Les plaquettes sanguines jouent un rôle essentiel dans la vie quotidienne en prévenant les hémorragies. Une diminution du nombre de plaquettes à la suite d’un traumatisme, d’une chimiothérapie ou de maladie héréditaire est une menace pour la vie des patients. La transfusion plaquettaire est la seule option thérapeutique dans la plupart des cas. A l’heure actuelle, la disponibilité en plaquettes dépend exclusivement des donneurs. La production de plaquettes in vitro a attiré beaucoup d’attention au cours de la dernière décennie et représente un enjeu à la fois thérapeutique et économique majeur, mais les rendements de plaquettes générées in vitro restent insuffisants pour la transfusion. Les plaquettes sont naturellement produites dans la moelle osseuse par les mégacaryocytes (MKs), cellules dérivant de la différenciation de cellules souches hématopoïétiques. Aux stades matures, les MKs étendent de longues extensions à travers la paroi des vaisseaux sanguins (appelées proplaquettes), avant d’être libérées sous forme de plaquettes. Aujourd’hui, bien que l’on sache cultiver les MKs in vitro en milieu liquide, leur maturation n’est pas optimale.

 

Notre projet vise à comprendre le rôle de l’environnement dans la différenciation des MKs, en nous attachant aux composantes physiques et mécaniques. On sait maintenant que toutes les cellules ressentent et réagissent aux contraintes physiques extérieures en modifiant l’expression des gènes et in fine leur comportement, un aspect clé de la biologie actuellement en plein essor appelé mécanobiologie.

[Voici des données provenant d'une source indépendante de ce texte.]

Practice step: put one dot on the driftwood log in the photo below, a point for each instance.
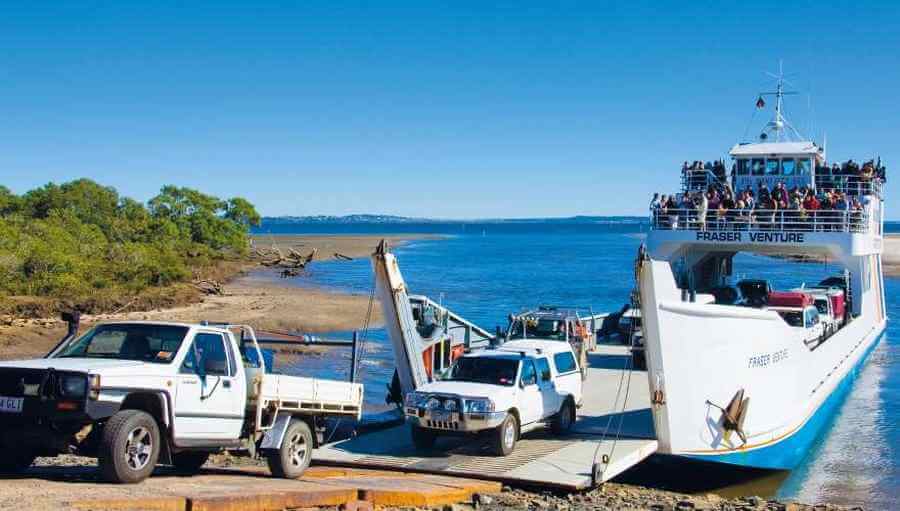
(291, 264)
(210, 287)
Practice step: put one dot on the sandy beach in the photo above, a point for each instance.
(265, 304)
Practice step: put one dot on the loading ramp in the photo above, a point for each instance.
(605, 429)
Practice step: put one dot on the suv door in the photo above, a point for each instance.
(550, 397)
(568, 377)
(531, 402)
(209, 401)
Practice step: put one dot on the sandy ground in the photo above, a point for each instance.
(328, 245)
(262, 303)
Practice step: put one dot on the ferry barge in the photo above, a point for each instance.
(737, 383)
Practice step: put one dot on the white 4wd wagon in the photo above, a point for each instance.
(140, 393)
(503, 392)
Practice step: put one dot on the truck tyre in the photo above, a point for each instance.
(423, 438)
(563, 420)
(129, 447)
(190, 462)
(292, 459)
(15, 462)
(505, 436)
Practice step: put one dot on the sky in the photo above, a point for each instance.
(430, 109)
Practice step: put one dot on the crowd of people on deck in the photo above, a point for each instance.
(839, 176)
(798, 208)
(836, 176)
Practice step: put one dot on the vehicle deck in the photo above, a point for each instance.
(540, 458)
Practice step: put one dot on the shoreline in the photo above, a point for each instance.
(265, 304)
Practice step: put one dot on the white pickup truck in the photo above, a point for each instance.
(140, 393)
(503, 392)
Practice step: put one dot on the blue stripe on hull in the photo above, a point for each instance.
(790, 451)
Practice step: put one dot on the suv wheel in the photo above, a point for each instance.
(563, 420)
(15, 462)
(423, 438)
(190, 462)
(505, 436)
(129, 447)
(292, 459)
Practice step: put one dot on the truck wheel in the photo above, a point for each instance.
(15, 462)
(129, 447)
(562, 421)
(291, 460)
(423, 438)
(190, 462)
(505, 436)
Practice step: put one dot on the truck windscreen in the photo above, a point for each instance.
(143, 342)
(493, 371)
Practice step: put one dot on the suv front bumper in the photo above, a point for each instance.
(454, 421)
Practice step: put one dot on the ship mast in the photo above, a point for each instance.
(776, 127)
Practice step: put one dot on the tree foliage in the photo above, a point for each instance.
(78, 239)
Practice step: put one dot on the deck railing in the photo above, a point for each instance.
(761, 220)
(854, 186)
(699, 180)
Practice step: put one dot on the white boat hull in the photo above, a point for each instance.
(700, 353)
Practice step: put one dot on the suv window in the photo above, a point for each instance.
(565, 362)
(207, 354)
(544, 369)
(529, 376)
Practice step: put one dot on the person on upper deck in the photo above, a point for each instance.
(763, 191)
(702, 210)
(780, 194)
(765, 212)
(810, 203)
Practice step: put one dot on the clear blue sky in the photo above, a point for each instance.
(451, 109)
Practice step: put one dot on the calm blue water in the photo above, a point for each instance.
(484, 272)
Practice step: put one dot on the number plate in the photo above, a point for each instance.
(441, 415)
(11, 404)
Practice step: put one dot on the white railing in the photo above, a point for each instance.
(855, 221)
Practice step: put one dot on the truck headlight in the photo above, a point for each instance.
(479, 406)
(73, 386)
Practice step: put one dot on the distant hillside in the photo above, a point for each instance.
(393, 219)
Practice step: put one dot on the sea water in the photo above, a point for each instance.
(486, 271)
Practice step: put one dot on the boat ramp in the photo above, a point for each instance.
(613, 432)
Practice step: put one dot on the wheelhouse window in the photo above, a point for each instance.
(788, 167)
(757, 166)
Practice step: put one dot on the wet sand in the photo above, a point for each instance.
(262, 303)
(890, 258)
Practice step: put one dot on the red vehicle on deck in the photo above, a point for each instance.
(790, 299)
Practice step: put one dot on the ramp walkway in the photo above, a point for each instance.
(605, 430)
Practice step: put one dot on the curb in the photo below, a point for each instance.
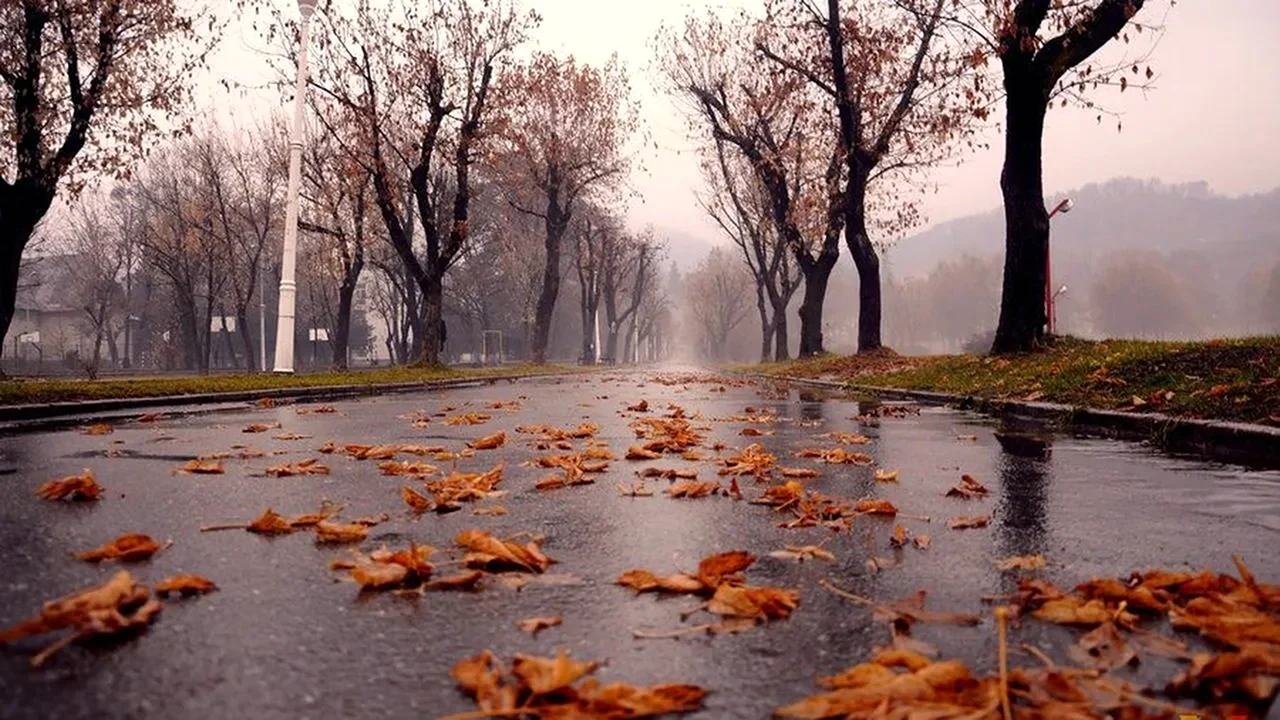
(53, 414)
(1217, 440)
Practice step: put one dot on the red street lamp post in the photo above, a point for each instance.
(1050, 319)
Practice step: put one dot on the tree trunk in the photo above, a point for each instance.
(21, 209)
(816, 277)
(342, 333)
(780, 335)
(1022, 301)
(766, 324)
(556, 226)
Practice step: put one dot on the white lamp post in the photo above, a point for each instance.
(288, 260)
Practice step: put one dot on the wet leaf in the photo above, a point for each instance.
(338, 533)
(77, 488)
(968, 488)
(199, 466)
(117, 607)
(186, 586)
(489, 442)
(489, 552)
(876, 506)
(753, 602)
(801, 552)
(416, 501)
(534, 625)
(1022, 563)
(131, 547)
(310, 466)
(963, 522)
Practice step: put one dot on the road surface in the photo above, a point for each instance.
(283, 637)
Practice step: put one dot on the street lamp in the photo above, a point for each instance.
(288, 260)
(1064, 206)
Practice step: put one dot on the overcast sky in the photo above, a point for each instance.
(1212, 117)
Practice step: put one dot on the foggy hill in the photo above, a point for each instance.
(1119, 214)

La moelle est un tissu peu rigide, mais où le confinement génère des contraintes mécaniques fortes pendant les étapes de maturation, puis très faibles au cours de la libération des plaquettes dans le sang. Pourtant, l’impact de ces forces dans la formation des plaquettes est peu étudié. Nos travaux ont récemment montré que la culture en milieu semi-rigide 3D améliore la maturation des MKs et la formation des proplaquettes par rapport au milieu liquide. Dans la suite logique de ces travaux, nous voulons maintenant établir comment les MKs ressentent ces forces en étudiant les voies de signalisation mises en œuvre (mécanotransduction). Nous focaliserons sur les voies impliquant les facteurs de transcription mécanosensibles MKL1, YAP et TAZ.

 

Le projet de thèse aura pour objectifs de répondre aux questions suivantes :

1) Comment ces facteurs de transcriptions sont activés lors de l’interaction des MKs avec des matrices de rigidité variable ou lors du confinement pour mimer les phases de différentiations dans le stroma médullaire, puis après mise en suspension pour mimer les étapes de libération des plaquettes dans la circulation.

2) Quelle est la répercussion de leur activation sur la formation des plaquettes.

3) Quelles sont les voies biochimiques impliquées. Nous focaliserons sur le cytosquelette d’actomyosine qui est connu pour moduler l’activation de ces facteurs.

4) Quelle est le rôle de ces facteurs in vivo. Nous utiliserons des modèles de souris dont la rigidité de la moelle est modifiée, soit diminuée par chimiothérapie au 5-FU entrainant une myelosuppression, soit dans des souris génétiquement modifiées développant une myelofibrose. Nous étudierons également le phénotype de souris inactivées pour YAP et/ou TAZ spécifiquement dans les mégacaryocytes, disponibles au laboratoire.

5) Quels sont les gènes modulés par l’interaction des MKs avec des matrice de différentes rigidité, sous la dépendance ou non de MKL1, YAP ou TAZ. Pour cela nous réaliserons le transcriptome de MKs différenciés en liquide vs. sur matrice de rigidité ayant donné la meilleure production de proplaquettes.

 

Ce projet s’appuie sur des données préliminaires du laboratoire montrant que 1) les MKs forment préférentiellement des proplaquettes sur des surfaces semi-rigides par rapport aux surfaces plus rigides, 2) les facteurs de transcription MKL1 et YAP seraient activés lorsque les MKs sont cultivés en milieu semi-rigide.